Асфальт в горошек | страница 5



Я всех помню. Я обо всех помню.

И твердо знаю, что годы, проведенные в Ташкенте, были самыми счастливыми.

И помню, как прибежал Олег, работавший в обсерватории, такой радостный, и сказал, что нашел мне новую работу, с хорошей зарплатой, у академика Адировича, а я огорошила его новостью, что уезжаю навсегда.

Сборы, контейнеры, билеты, последняя битва за Достоевского в «Академкниге» напротив «Голубых куполов»…

И все друзья собрались на перроне. Время истекло. Поехали.

Потом я приезжала в Ташкент каждый год. А используя аспирантский отпуск — и дважды в год. Я не ездила в Крым. Не ездила на Кавказ. Не ездила в Прибалтику.

Никуда.

Только в Ташкент.

Только пройтись по тем улицам, которые еще не изменились, еще прежние, еще старые, еще свои, снова вдохнуть запах пряностей на Алайском, сунуться в знакомый букинистический на Навои…

И снова асфальт в дырочку.

И пропахшая солнцем пыль.

И цветущие иудины деревья.

И сыновнее: «Мама, когда ты в Ташкенте, у тебя такое лицо счастливое».

И тогда еще живые и родные друзья.

Мы с ними одной крови.

Ташкентской.

Ташкент, который никогда мне не снится, где он?

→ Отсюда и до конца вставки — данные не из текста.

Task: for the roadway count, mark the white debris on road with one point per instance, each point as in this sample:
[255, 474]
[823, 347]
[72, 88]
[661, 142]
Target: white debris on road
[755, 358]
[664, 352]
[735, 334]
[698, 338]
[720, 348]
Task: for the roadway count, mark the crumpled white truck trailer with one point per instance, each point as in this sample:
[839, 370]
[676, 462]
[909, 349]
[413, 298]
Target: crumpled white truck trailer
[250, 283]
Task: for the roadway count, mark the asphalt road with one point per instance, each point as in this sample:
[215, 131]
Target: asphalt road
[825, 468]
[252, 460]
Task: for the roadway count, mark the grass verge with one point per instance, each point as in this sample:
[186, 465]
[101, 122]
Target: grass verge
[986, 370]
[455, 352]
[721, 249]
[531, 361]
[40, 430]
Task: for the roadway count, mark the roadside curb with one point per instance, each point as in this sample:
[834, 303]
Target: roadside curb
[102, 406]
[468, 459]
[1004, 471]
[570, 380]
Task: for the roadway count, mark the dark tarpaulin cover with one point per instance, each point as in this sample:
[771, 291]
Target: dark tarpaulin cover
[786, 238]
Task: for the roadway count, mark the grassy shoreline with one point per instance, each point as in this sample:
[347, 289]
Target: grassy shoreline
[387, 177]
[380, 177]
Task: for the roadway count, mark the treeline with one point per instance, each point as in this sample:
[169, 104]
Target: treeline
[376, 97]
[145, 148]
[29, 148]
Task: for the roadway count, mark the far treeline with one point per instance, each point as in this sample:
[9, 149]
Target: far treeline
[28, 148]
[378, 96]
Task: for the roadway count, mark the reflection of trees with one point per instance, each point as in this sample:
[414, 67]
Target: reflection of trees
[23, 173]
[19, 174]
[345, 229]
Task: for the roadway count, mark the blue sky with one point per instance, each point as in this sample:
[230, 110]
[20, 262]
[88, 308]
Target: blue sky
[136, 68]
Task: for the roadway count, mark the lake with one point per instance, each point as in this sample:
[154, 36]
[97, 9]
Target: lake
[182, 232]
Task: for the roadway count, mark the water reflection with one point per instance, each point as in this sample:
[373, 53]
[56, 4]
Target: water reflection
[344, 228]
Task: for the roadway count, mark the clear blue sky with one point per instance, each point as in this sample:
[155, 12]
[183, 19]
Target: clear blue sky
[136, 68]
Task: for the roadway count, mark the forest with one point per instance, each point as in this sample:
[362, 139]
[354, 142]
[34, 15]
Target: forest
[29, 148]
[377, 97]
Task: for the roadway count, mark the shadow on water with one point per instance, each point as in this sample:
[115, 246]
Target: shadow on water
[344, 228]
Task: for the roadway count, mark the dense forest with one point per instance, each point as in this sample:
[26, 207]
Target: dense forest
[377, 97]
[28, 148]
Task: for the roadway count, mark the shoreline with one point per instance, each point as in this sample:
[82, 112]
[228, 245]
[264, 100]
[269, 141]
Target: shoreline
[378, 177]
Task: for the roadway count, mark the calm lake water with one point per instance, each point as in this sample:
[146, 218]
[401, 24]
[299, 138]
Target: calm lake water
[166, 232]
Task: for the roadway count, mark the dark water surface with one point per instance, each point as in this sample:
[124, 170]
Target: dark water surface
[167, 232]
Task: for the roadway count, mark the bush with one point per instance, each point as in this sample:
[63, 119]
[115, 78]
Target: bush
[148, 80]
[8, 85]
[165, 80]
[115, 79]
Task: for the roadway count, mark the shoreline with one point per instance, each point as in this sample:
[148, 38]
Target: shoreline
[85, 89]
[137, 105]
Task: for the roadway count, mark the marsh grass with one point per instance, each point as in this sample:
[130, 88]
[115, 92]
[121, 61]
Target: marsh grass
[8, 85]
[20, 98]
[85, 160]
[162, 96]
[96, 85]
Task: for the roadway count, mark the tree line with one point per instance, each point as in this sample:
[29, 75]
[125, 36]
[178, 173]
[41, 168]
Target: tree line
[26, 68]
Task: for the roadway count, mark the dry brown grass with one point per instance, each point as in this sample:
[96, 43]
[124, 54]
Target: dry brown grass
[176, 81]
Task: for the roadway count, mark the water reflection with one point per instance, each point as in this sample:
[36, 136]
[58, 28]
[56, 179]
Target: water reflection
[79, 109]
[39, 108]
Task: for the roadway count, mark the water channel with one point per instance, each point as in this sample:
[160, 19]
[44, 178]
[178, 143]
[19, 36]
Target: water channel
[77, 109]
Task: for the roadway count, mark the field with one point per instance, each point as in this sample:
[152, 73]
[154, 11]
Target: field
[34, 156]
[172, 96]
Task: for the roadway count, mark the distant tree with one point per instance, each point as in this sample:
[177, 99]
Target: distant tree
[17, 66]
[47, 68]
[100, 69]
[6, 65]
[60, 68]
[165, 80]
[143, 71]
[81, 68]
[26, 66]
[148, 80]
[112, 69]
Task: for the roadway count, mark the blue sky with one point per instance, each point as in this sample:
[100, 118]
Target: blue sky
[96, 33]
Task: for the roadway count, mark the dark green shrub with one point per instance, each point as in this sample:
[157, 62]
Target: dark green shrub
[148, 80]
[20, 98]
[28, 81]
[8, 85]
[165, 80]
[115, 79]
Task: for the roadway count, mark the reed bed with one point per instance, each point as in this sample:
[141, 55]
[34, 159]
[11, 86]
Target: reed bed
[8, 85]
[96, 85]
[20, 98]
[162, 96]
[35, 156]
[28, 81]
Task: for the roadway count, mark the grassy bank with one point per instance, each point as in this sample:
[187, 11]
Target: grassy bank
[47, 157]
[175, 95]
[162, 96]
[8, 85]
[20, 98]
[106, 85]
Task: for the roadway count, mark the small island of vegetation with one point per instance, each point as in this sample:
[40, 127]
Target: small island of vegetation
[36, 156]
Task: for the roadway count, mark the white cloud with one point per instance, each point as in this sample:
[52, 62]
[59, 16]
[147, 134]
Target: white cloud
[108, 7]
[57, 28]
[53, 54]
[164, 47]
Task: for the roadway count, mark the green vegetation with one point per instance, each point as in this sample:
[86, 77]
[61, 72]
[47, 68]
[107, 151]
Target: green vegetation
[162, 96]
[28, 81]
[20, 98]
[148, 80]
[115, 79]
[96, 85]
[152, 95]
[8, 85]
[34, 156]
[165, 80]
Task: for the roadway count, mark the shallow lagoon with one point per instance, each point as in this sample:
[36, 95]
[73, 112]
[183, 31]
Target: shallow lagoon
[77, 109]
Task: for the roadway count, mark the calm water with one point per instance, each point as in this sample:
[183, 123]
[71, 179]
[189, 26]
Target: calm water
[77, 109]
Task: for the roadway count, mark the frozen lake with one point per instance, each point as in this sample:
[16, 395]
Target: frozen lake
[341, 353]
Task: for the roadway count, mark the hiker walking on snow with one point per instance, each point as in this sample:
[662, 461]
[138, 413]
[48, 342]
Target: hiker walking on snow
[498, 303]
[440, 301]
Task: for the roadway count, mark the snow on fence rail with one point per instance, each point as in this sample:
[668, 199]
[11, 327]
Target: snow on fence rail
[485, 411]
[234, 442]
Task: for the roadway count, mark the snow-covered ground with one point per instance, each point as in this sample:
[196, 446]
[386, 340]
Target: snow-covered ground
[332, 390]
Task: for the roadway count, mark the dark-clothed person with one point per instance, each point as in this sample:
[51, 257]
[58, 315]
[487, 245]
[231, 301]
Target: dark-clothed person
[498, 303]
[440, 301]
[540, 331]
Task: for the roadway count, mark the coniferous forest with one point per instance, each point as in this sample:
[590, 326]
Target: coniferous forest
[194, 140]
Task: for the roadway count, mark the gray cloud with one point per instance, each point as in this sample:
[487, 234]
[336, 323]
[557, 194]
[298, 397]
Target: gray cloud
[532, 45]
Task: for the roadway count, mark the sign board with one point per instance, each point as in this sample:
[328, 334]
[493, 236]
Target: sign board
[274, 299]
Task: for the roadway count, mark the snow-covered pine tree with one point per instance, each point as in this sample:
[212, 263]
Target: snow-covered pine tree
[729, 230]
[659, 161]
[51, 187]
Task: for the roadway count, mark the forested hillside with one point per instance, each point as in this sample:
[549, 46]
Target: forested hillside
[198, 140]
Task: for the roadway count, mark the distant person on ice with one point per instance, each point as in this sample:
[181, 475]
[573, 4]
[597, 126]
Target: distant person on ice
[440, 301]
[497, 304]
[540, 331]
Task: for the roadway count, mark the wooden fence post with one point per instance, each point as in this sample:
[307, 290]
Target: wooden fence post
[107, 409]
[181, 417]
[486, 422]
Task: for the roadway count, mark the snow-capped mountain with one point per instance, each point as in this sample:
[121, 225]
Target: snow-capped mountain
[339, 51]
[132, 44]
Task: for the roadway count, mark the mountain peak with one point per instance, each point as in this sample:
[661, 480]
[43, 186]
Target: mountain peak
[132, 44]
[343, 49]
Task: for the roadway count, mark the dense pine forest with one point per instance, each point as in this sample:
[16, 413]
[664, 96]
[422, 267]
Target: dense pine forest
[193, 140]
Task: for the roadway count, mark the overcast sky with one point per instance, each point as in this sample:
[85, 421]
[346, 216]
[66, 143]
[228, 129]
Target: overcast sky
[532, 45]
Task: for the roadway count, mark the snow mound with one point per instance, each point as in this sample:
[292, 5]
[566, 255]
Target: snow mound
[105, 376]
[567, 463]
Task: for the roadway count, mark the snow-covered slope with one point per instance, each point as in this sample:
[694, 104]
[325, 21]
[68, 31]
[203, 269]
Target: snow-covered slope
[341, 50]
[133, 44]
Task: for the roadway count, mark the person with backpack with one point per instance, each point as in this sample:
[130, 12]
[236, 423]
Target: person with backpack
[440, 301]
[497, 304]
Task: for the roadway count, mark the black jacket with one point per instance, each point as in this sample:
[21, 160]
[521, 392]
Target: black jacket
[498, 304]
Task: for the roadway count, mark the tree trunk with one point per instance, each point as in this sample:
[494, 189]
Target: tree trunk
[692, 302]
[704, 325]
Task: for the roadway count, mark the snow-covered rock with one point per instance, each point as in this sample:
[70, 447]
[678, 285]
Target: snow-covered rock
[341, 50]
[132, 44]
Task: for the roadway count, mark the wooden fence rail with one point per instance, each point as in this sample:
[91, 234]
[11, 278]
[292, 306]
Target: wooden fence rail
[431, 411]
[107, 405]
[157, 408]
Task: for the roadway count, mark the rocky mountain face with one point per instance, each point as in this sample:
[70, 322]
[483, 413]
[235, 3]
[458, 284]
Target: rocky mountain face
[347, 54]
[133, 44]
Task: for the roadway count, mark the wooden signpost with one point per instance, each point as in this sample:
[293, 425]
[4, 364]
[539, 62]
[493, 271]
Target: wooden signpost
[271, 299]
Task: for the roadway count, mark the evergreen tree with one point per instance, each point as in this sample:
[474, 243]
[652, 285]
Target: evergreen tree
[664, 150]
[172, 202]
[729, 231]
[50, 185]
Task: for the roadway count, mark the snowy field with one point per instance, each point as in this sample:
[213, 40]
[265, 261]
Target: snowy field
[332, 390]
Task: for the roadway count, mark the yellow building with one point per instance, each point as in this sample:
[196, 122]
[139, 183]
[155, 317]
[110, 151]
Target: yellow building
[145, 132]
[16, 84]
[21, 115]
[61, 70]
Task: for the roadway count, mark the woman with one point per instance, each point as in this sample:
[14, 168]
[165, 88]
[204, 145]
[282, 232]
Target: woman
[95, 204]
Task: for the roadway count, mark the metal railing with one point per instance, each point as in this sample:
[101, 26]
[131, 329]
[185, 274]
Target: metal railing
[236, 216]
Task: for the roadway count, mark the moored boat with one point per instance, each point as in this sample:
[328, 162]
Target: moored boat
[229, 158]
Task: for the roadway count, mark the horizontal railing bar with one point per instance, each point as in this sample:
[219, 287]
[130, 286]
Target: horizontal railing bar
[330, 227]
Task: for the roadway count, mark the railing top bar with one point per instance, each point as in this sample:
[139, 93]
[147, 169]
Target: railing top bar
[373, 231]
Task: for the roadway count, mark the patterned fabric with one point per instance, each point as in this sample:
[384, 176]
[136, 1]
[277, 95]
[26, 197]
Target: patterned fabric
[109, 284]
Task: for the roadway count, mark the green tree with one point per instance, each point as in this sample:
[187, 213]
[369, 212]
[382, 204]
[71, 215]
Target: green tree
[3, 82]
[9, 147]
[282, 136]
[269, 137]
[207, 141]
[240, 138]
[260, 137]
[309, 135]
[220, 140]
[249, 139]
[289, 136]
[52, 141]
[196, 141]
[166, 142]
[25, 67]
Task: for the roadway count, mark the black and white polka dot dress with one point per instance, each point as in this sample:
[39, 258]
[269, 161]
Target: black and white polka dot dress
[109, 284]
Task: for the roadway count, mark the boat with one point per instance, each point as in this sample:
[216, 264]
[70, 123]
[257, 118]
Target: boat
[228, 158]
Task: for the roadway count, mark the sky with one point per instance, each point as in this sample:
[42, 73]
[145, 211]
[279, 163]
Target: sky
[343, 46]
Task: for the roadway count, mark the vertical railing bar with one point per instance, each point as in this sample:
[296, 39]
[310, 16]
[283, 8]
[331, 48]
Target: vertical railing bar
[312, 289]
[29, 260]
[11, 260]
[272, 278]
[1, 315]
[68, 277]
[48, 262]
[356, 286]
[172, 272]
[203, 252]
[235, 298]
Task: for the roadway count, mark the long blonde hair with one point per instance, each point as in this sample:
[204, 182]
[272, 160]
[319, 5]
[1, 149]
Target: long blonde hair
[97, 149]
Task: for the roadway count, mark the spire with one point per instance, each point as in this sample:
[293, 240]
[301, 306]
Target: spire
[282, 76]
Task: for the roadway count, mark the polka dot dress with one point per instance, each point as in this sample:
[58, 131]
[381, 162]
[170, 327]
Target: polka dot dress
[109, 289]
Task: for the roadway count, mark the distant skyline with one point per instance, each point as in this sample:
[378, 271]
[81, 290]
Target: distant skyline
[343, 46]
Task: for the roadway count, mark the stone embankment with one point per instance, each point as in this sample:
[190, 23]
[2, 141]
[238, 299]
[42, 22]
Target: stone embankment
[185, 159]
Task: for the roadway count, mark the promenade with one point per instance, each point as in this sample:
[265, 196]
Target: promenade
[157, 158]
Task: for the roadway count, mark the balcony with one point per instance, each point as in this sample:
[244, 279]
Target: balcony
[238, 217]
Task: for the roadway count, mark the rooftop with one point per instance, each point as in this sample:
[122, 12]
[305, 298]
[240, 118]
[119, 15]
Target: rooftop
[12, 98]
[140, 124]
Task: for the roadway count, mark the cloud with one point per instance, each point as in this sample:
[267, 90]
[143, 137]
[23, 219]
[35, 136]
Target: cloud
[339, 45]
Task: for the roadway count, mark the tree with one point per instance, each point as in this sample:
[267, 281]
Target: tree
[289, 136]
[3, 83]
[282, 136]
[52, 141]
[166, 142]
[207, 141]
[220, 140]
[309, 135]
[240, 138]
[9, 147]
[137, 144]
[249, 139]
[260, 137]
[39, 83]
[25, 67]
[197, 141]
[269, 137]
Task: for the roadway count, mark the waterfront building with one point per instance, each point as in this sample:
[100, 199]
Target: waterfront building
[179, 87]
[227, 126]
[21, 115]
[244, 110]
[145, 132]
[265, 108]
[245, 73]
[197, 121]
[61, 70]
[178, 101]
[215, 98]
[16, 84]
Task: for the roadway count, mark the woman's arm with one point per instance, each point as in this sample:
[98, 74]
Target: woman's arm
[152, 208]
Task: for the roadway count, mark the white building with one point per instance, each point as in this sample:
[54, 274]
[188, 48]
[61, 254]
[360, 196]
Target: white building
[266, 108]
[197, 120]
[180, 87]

Даже не в снах. Только в памяти.

Ташкент, Малясова, ушедшая эпоха.

Где-то есть город, которого нет

Часть 1

Почему-то я всегда считала Виктора Малясова тихой заштатной улицей, где есть только один двухэтажный жилой дом — тот, в котором я росла. Оказалось, ее многие знают и любят. И постоянно вспоминают. Там прошли детство и юность. Нужно сказать, не слишком веселое детство. Я родилась в 1945 году. Мои родители бежали с Украины от немцев и два с лишним года провели на богом забытом киргизском руднике — отец был инженером-угольщиком, а их на войну не брали. Очень долго мама вспоминала, как вместе с такими же женами шахтеров бродила по горам в поисках кишлаков, где можно было обменять вещи на продукты. И с гордостью повторяла, что отец честно делил с семьей свой хлеб, который получал по карточкам. Потому что мама получала иждивенческую карточку, а сестра — детскую. Хлеб и молоко для ребенка, на которое мама выменивала часть этого хлеба, составляли весь их дневной рацион. При этом она прибавляла, что далеко не все мужчины поступали именно так.

А рудник, по ее словам, напоминал донышко пиалы. Стенками были горы…

Приехали в Ташкент без ничего. Даже мебель у нас была казенная — выкрашенная белой краской, прямо стиль Людовика XIV, только с бляхами и инвентарными номерами. В отличие от нас большинство семей как-то успели обжиться и жили в Ташкенте до войны: дом принадлежал тресту «Средазуголь». На руднике в последние годы войны сеяли хлеб, и у нас на балконе долго стоял ящик с зерном на всякий случай, пока в нем не завелись мыши. Родители, да и все соседи по-прежнему боялись голода.